Give me chemicals, give me a little light,
give me time and no shaking,
and I will be done.
A pocket-sized Enlightenment,
believing every world is reachable,
every surface printable,
every body open to possibility.
And now generative machines produce punctum—
yes, Barthes’ punctum—
the involuntary meaning that slips through
the cracks of intention.
Not planned by the author,
nor by the algorithm,
but arriving later,
after you’ve slept on it,
after the dopamine subsides.
Fast food for intellectual minds,
rewarding at first bite,
quickly stale.
You return in the morning and mutter:
It was not that great after all.
Style appears.
Style overload.
Those who lack craft run toward it—
high, abstract, fast—
while you work the old way,
learning the hand,
the long path,
refusing to choose sides.
Spend time with it—
real duration—
and you’ll see how expensive time has become.
Only unproductive duration is free.
Yet we abandoned that when we entered the cinema,
trading mobility for the promise of instant return.
No one waits for tomorrow in a theater.
In a museum, though—
time’s ticking clock can’t be heard.
There we look forward to looking back.
And somewhere in this,
the black box—
practical, yes,
but also a symptom
of our incapacity to coexist.
The dark room becomes a social problem,
a refusal of interference,
a denial of shared space.
Everything becomes a question of time,
of how little we have left,
of how duration is mined
like ore.
Growing old treated as disease,
dementia as enemy,
while software dreams
of pure disembodiment—
young, innocent, clean.
And yet—
beneath all this—
you remind us:
we are bifocal,
split,
never individuals.
We are believers,
especially visually.
The camera says:
I’m ready for anything.
But the eye says:
I am not a camera.
And the brain says:
I choose no side.
And the forest says:
Take your time.
And the weak image
whispers from the periphery:
Here is the non-event—
stay long enough, and you may hear it breathe.
+++
The text above is an artistic experiment inspired by the insights David Claerbout shared in his presentation Reclaiming Our Agency and in BIRDSONG, the publication accompanying the premiere of The Woodcarver and the Forest at the Castle of Gaasbeek in August 2025.

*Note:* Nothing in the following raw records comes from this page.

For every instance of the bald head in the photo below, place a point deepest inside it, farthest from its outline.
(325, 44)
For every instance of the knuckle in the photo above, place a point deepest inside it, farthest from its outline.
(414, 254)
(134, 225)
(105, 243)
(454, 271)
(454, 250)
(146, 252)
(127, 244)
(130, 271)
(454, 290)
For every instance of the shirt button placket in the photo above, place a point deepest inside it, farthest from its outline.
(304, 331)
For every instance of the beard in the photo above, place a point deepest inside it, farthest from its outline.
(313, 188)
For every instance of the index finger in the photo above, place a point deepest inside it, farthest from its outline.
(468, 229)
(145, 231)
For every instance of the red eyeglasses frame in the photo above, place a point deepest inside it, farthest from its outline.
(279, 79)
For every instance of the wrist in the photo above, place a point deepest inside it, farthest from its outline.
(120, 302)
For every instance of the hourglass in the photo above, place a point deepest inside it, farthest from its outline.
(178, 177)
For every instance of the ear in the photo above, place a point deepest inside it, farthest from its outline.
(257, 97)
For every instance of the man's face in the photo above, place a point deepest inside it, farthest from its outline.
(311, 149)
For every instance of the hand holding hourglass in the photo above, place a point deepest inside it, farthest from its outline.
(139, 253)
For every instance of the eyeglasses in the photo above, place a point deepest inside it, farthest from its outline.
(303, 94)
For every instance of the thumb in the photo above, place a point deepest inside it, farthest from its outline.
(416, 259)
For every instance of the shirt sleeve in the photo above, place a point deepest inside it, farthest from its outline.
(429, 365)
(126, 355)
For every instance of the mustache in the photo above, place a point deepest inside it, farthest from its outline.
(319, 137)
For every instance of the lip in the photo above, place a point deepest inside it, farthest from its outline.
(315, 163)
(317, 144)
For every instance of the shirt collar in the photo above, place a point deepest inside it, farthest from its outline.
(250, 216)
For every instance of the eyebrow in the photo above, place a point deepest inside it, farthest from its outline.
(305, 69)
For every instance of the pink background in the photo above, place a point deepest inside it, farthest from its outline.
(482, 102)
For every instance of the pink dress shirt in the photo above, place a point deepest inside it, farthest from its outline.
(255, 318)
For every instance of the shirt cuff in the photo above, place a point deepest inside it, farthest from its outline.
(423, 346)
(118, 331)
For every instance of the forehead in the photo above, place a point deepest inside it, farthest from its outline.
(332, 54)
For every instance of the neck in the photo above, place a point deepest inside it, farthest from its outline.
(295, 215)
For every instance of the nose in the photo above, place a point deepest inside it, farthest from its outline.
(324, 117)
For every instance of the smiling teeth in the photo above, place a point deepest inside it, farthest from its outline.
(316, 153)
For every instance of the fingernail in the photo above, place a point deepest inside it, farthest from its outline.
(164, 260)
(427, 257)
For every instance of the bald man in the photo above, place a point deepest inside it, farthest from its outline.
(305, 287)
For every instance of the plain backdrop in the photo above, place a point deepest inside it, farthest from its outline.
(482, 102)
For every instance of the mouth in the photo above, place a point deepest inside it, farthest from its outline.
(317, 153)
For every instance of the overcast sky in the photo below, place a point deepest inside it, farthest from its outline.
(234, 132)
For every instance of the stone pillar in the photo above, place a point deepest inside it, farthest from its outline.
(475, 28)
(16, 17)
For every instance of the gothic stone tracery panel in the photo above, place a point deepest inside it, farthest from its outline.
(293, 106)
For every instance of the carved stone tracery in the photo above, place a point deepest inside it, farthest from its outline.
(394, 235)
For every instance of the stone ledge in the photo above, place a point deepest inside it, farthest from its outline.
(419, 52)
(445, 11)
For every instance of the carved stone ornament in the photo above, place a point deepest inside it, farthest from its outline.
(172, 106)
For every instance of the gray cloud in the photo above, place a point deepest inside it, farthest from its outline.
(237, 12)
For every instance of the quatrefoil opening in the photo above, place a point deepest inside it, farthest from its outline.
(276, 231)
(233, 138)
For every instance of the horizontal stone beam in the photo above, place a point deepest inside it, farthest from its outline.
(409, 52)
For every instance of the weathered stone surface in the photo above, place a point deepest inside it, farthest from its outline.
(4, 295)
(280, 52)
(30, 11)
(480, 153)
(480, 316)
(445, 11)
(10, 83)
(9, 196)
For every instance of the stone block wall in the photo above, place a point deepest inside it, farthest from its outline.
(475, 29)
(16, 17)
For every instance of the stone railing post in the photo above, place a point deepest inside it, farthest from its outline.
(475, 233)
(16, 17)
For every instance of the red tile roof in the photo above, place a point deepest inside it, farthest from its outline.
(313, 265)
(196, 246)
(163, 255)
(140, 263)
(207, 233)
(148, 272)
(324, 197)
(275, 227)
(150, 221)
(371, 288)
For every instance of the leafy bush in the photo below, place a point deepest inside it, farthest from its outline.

I first edited the full transcript from the presentation, and then OCR scanned text ‘The Time Spent” from the BIRDSONG book. Then I made a personal selection of the sentences that resonated with me. Then I gave that to ChatGPT and asked it to condense all this into a 1000-word poem, then 500 words, then 100 words. Then again, I made a personal selection of the best GPT snippets. And further edited them to my personal (un)taste.